Huffman encoding of register types
Ultimately, the most common register types will be used massively more than the less common types.
I propose a Huffman encoding of types (with their widths / lengths!).
In the following example, a program uses 32-bit registers most often, plus some others used in UMC.
entry | register
--------------------
0000 0000 | u32
0000 0001 | i32
0000 0010 | u64
0000 0011 | i64
0000 0100 | f32
0000 0101 | f64
0000 0111 | u1 (used as a boolean in UMC)
0000 1001 | n (Instruction Address)
0000 1011 | m (Memory Address)
0000 1111 | u32x8 (example of vector registers, probably only a handful used)
... a few more application specific, maybe u128/i128, u8 etc.

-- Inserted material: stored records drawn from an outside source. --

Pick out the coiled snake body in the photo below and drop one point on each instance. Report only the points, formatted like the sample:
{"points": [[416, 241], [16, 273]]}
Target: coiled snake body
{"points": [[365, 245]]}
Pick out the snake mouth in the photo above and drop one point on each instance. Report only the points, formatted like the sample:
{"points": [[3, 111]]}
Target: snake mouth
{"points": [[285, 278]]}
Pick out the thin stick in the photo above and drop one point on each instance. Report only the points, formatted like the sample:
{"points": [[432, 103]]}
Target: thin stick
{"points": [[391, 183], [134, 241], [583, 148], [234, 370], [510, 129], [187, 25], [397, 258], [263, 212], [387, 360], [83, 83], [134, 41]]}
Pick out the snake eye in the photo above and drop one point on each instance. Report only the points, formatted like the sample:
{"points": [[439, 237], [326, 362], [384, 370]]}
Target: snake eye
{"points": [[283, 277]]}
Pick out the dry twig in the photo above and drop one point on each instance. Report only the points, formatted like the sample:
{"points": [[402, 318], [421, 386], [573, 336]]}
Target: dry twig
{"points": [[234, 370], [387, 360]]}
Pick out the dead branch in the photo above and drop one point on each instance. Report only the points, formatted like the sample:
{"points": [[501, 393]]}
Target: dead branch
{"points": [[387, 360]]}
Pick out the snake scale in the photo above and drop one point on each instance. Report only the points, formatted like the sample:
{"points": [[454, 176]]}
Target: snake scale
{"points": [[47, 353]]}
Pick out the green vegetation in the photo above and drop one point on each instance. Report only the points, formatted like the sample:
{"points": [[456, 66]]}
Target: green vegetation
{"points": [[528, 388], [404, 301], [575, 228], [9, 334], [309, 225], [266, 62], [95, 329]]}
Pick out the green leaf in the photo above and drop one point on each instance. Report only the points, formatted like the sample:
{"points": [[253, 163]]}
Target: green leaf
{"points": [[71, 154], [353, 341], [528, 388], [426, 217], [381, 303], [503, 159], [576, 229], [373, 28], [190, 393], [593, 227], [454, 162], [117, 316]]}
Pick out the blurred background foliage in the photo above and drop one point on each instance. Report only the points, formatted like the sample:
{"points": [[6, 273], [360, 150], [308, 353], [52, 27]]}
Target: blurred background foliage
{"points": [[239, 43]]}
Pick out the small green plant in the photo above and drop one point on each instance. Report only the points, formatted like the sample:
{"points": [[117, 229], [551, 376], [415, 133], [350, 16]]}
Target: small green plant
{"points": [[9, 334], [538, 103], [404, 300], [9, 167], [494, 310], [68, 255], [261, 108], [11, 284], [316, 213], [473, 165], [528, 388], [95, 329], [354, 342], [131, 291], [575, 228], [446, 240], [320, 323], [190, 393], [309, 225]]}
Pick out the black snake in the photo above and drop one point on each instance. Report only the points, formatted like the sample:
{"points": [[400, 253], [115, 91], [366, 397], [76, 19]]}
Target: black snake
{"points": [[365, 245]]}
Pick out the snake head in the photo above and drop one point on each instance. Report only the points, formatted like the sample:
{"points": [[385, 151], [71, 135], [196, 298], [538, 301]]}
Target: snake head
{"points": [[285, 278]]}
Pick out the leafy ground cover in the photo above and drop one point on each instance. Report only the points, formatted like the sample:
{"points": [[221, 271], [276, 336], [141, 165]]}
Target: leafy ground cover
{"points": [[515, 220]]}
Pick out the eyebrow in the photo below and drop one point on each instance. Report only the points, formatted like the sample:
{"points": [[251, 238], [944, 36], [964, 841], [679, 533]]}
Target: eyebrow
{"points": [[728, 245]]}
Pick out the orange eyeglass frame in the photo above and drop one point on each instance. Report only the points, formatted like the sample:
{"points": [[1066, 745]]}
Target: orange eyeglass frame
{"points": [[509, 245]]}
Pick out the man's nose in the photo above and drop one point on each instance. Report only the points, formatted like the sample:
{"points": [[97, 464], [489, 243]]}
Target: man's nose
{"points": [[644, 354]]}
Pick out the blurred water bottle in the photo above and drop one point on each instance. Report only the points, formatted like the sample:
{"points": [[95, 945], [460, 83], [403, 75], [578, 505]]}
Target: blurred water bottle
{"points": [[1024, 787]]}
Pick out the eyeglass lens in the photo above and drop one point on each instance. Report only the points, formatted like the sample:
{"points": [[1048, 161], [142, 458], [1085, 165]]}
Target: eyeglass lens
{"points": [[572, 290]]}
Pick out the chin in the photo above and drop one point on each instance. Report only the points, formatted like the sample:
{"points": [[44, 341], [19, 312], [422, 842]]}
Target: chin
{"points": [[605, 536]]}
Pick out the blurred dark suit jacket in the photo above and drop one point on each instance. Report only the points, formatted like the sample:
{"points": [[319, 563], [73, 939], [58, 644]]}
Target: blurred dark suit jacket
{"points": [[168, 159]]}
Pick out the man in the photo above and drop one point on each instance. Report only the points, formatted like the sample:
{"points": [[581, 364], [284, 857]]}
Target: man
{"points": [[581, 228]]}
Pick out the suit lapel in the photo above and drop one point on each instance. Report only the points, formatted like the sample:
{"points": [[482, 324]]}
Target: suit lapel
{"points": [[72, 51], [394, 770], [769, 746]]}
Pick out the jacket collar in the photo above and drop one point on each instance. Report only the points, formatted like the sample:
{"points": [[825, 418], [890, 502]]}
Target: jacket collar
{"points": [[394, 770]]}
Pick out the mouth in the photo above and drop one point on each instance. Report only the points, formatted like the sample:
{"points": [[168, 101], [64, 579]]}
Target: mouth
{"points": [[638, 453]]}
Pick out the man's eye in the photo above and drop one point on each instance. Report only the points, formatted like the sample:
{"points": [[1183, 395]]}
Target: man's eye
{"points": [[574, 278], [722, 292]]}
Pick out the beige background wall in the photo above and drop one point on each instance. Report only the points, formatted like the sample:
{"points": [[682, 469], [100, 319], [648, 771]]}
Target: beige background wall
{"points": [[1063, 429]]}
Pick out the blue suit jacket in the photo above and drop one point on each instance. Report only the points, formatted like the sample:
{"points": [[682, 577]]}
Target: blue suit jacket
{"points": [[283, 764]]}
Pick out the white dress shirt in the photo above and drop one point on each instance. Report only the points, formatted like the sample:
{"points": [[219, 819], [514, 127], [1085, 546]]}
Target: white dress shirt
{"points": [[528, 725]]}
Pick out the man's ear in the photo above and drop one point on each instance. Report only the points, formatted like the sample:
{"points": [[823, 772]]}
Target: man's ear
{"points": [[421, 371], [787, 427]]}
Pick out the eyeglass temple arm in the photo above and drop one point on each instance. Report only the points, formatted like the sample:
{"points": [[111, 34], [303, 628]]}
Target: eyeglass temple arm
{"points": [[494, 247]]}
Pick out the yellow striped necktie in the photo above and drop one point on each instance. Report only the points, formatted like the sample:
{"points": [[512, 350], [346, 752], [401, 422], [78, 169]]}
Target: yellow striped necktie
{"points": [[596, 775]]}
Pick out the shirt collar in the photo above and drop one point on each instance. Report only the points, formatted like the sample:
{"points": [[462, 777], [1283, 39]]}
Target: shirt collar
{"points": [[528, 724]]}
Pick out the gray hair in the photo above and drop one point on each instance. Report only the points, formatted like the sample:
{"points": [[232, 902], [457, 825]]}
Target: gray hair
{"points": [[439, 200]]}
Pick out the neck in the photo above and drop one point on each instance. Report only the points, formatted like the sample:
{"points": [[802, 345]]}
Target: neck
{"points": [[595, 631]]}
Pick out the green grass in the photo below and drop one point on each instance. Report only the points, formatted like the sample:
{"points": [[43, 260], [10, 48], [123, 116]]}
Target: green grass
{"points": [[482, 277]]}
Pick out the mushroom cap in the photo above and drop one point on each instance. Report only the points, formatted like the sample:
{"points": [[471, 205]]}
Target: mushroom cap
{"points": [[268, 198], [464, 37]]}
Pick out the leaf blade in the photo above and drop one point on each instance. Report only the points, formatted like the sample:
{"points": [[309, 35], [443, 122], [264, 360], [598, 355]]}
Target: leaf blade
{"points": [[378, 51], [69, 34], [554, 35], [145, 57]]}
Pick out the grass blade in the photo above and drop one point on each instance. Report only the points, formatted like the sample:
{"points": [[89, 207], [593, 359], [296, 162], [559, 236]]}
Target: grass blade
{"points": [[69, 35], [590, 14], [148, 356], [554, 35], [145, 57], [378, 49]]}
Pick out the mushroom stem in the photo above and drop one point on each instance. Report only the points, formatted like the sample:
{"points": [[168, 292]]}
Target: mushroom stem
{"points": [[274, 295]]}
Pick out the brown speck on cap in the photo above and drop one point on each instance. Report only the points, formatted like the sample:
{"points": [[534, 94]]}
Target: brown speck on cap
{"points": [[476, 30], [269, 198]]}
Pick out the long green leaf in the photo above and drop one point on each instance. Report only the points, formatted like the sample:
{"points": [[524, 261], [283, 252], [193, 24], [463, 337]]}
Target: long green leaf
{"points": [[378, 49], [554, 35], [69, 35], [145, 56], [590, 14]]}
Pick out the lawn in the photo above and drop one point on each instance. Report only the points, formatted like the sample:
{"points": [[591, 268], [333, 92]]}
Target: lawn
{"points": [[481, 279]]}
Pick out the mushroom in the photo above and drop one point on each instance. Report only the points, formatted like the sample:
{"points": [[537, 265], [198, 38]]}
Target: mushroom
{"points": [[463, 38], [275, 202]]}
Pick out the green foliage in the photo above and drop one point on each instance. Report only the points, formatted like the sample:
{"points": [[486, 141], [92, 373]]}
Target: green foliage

0000 0000 0000 0001 | If necessary, for rare types, a 2-byte or 1.5-byte encoding can be used
Instruction and Memory address registers will only really be used in add/sub for offsetting, so won’t be too high, but should still fit in the table.
It might also be a good idea to ‘fix’ the first few entries of the table for types we know will be used, like u32, u64, i32, i64, u1, n and m to
reduce how much binaries change and make things like combining two umc binary files easier.
Instructions now for non-uniform types (7 bytes):
add | 0000 0010 <- add opcode
u32x8:1 | 0000 1111 0000 0001
u32x8:2 | 0000 1111 0000 0010
u32:2 | 0000 0000 0000 0010
Covers any 3 operand types with a range of 256 different registers.
Only 5 bytes needed for a uniform instruction
add | 0100 0010 <- add opcode
u32 | 0000 0000 <- u32 index
:1 | 0000 0001
:2 | 0000 0010
:3 | 0000 0011
Re-indexing with the most common as lower numbers can also be used to ensure the most common register indexes are packed tightly, without changing the result of the program. 1 byte is probably the minimum for a register index. Another advantage is that registers can be stored in an implementation-dependent way without decoding penalty, and we can just store a list of register operands.
Can reserve one or two bits in the instruction opcode for 2-byte encoding where rare types or high indices are used. Leading 1 on operand type could indicate a inline constant
Huffman encoding registers
We could take this even further for a much greater space saving, by encoding the exact registers (type + index).
entry | register
---------------------
0000 0000 | u32:0
0000 0001 | u32:1
0000 0010 | u32:2
0000 0011 | u32:3
0000 0100 | u64:0
0000 0101 | u64:1
0000 0110 | i32:0
0000 0111 | i32:1
0000 1000 | i32:2
0000 1001 | f32:0
0000 1010 | f32:1
0000 1011 | u32x8:0
This causes an 4-byte encoding of:
add | 0000 0010 <- add opcode
u32:2 | 0000 0010
u32:1 | 0000 0001
u32:0 | 0000 0000
The cost of non-uniform encodings is no longer an issue (Still 4 bytes):
add | 0000 0010 <- add opcode
u64:0 | 0000 0100
u32:1 | 0000 0001
u32:2 | 0000 0010
However this would require a decently large table at the start of the file, and decoding logic would also be more complex, if you wanted to store values of the same type contiguously.